Variants and trade-offs#

Pure in-context — everything the agent knows fits in the window. No external store. Simple, deterministic, easy to evaluate. Limits: hard ceiling on session length, cold every new session, no personalisation across sessions.

Context + long-term store — short-term in the window, episodic/semantic/procedural in external systems. Scales to indefinite horizons, supports personalisation. Costs: retrieval-quality bugs, staleness, an extra ops surface (vector DB, eval pipeline), nondeterminism in what gets recalled.

Other dimensions worth thinking about:

Vector index vs structured store. Vectors are great for fuzzy semantic retrieval; structured stores (Postgres rows, KV) are great when the lookup key is exact. Real systems mix both — vectors for “find me similar past chats”, structured for “what is this user’s timezone”.
User-scoped vs global memory. User-scoped memory is the safe default — each user has their own slice. Global memory (facts about the product, shared knowledge) is shared. Mixing without clear boundaries is how PII leaks between users.
Write-on-summarise vs write-as-you-go. Some agents summarise the session at the end and write the summary to long-term memory; others write per-turn. Per-turn is cheaper to recover from crashes; end-of-session is easier to keep clean.
Trainable vs prompt-based procedural memory. A “skill” can be a piece of text the agent retrieves and pastes into its prompt, or it can be a LoRA adapter loaded for that task. Prompt-based is easy to update; weight-based is faster at inference and more robust to prompt drift.

A practical layout for a personal-assistant agent's memory

Short-term: a 16k-token sliding window with summarisation when the trajectory exceeds 8k.

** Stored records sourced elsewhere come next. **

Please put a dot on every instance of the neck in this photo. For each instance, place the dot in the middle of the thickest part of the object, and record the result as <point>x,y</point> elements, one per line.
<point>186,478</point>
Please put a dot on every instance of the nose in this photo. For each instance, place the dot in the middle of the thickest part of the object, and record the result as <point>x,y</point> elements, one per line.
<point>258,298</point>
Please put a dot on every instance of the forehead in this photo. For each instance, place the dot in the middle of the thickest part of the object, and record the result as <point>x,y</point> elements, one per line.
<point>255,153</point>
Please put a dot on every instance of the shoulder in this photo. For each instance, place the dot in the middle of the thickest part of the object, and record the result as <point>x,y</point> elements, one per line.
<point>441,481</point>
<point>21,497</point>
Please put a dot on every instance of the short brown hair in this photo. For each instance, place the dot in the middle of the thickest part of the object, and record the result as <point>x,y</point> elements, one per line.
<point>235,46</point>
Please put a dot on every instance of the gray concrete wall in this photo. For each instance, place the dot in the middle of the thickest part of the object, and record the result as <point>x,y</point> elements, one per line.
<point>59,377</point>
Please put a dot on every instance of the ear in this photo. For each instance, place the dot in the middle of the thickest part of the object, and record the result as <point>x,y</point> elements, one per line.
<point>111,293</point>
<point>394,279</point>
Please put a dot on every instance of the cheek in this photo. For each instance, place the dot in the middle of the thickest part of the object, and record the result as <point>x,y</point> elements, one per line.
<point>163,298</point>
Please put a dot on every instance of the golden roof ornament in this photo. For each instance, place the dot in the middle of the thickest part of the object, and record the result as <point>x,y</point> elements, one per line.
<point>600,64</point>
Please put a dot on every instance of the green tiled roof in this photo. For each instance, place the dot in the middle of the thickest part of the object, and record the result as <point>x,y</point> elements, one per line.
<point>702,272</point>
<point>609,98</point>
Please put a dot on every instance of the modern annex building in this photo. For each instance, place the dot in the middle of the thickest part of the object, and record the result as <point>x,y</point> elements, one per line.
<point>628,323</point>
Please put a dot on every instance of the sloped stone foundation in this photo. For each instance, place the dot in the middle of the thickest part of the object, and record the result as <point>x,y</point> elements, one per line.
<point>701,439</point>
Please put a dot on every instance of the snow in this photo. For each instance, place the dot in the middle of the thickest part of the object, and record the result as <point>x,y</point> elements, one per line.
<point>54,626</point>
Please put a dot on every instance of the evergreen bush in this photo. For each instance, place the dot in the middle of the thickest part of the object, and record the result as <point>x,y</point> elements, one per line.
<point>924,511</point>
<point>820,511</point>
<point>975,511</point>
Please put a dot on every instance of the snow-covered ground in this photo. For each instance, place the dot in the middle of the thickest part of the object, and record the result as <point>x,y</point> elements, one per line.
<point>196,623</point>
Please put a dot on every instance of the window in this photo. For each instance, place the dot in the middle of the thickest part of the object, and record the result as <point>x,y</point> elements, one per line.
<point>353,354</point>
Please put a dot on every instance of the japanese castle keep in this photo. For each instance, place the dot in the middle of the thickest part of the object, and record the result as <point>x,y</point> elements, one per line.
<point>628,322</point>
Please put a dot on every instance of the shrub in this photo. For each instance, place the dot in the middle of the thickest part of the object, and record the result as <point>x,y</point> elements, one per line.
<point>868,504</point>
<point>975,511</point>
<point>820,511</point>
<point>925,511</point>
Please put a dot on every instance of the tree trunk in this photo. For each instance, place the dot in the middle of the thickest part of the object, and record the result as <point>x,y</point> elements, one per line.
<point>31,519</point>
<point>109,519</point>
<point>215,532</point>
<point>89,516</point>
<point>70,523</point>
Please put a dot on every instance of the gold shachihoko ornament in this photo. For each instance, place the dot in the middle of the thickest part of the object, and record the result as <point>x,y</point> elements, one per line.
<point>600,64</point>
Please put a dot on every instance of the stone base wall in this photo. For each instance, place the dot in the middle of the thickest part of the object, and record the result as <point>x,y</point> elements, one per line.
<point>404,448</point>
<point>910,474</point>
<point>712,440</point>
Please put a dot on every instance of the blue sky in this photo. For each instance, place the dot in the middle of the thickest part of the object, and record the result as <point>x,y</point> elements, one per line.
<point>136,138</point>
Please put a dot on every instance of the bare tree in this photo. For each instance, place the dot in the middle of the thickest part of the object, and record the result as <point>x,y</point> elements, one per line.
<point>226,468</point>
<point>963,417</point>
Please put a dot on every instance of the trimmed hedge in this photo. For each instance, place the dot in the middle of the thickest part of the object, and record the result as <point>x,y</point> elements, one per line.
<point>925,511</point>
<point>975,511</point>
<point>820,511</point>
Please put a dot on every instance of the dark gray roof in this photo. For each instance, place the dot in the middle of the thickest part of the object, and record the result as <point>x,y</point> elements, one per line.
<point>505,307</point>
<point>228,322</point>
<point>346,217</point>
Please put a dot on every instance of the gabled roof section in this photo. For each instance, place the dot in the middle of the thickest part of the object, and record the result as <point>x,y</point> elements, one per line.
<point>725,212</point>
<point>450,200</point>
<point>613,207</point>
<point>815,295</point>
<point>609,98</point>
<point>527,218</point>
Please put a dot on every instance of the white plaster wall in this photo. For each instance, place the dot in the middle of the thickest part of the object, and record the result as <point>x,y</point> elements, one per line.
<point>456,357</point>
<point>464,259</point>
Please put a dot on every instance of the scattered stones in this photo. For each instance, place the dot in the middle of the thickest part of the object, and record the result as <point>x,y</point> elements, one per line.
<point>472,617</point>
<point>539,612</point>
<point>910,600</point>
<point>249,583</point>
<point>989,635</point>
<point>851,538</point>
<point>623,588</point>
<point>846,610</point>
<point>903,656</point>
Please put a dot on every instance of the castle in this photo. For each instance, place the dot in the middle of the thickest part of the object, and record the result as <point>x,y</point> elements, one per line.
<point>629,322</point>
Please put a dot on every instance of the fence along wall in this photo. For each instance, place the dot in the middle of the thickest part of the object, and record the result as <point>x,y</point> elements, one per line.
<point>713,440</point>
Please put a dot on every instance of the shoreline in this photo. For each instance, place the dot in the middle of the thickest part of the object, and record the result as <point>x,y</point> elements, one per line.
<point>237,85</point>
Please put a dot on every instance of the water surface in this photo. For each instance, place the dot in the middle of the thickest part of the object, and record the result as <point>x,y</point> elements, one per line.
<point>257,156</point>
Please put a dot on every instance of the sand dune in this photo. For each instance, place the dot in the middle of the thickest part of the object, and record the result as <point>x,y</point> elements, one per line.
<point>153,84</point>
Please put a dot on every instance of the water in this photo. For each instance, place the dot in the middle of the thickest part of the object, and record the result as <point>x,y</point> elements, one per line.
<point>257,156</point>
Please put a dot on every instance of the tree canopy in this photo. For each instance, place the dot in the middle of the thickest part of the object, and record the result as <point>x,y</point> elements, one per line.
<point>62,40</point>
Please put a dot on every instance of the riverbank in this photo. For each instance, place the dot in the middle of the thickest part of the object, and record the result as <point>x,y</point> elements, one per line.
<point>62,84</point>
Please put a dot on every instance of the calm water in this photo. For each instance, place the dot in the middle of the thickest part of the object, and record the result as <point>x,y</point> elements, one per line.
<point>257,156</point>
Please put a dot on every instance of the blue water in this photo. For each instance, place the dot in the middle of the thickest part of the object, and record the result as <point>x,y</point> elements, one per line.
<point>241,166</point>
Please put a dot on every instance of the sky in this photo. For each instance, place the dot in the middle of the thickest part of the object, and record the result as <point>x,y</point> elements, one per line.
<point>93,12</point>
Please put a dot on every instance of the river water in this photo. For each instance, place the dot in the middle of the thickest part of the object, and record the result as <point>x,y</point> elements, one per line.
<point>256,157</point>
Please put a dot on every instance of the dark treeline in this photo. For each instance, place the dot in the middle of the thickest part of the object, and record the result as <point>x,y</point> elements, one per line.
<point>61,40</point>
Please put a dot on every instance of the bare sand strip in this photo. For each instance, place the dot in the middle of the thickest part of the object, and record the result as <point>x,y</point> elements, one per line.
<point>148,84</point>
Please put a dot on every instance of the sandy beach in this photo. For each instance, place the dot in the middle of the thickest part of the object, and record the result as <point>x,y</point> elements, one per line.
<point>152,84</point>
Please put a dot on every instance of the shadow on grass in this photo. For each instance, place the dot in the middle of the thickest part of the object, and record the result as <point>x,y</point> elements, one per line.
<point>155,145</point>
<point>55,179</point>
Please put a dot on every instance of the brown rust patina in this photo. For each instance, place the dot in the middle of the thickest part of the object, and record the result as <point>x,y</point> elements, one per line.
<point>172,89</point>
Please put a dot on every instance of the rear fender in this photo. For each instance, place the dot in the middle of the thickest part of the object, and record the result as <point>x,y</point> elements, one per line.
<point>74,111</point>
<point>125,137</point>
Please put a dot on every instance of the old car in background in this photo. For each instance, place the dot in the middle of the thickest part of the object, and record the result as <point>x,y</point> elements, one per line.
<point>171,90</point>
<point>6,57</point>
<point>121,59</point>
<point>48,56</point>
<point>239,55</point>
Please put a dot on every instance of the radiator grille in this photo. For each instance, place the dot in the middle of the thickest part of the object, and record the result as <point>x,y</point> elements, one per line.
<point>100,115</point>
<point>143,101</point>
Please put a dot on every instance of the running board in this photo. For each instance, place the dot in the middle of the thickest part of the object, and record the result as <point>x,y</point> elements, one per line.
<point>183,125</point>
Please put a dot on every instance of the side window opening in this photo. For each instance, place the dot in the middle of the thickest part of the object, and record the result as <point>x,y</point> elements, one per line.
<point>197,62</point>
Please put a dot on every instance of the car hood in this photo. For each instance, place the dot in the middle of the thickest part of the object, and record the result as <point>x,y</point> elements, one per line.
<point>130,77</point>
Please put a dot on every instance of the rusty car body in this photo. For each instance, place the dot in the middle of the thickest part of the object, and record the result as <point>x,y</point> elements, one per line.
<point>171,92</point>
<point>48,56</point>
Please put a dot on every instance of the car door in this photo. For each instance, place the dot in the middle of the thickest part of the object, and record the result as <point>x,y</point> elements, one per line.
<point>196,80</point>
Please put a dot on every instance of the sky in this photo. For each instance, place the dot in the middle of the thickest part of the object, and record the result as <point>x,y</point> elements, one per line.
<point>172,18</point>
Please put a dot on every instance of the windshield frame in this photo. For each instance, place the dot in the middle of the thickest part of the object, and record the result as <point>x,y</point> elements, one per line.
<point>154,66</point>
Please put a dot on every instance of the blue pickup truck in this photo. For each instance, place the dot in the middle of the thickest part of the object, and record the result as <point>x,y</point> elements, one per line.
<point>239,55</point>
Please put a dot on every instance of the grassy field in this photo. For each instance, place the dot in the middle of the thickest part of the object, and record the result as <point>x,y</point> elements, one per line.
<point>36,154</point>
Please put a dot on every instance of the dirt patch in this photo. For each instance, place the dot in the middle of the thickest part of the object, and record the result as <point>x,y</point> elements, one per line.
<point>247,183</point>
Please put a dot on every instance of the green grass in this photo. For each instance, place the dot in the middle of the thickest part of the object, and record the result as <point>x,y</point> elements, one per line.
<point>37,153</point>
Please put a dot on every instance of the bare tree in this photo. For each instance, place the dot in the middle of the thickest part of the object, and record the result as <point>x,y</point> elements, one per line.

A structured JSON scratchpad tracks goal, current_plan, open_questions.
Episodic: every conversation logged to object storage; an embedding index over conversation summaries, queried at the start of each new session with the user’s first message.
Semantic: a key-value user_profile keyed by user_id, holding stable preferences (timezone, communication style, recurring projects). Updated only when the user explicitly states a new preference.
Procedural: a small library of saved prompt-snippets for common tasks (“draft a weekly status”, “summarise this thread”). The agent picks one by embedding similarity to the current task description.

Total moving parts: one vector DB, one KV store, one object store, one scratchpad in the loop. Not glamorous; works well in practice.

When this is asked in interviews#

Memory questions are the easiest way to filter “has built an agent” from “has read about agents”. The naive answer is “we use a vector database”; the right answer separates short-term from long-term and is opinionated about what goes in each.

AI-product / AI-platform loops. “How does your agent remember things?” — strong answer covers short-term context management and long-term storage strategy, with concrete examples of what is stored where.
Senior backend loops. “Where does state live in your agent runtime?” — short-term in the loop process or a Redis-backed session, long-term in durable stores. Ops implications: scaling, replication, retention.
ML engineering loops. “How do you evaluate memory quality?” — recall on a held-out QA set against the stored memory, retrieval precision/recall, end-to-end task success with and without memory.

Common follow-ups:

“How do you handle stale memory?” — TTL on entries, decay weights in retrieval, explicit invalidation when the agent observes a contradiction.
“Won’t a 1M-token model just solve this?” — partially, for short-to-medium horizons. Doesn’t solve cross-session memory, doesn’t solve cost (you still pay for the context), doesn’t solve retrieval over a corpus larger than the window.
“How do you keep one user’s memory from leaking into another’s?” — strict scoping at the storage layer; never share embedding indexes across users for episodic memory; treat user_id as a partition key, not a filter.
“What’s the failure mode you’ve seen most?” — silent drift: the agent acts on a memory the user has since updated; mitigated by recency-weighted retrieval and explicit re-confirmation on high-stakes actions.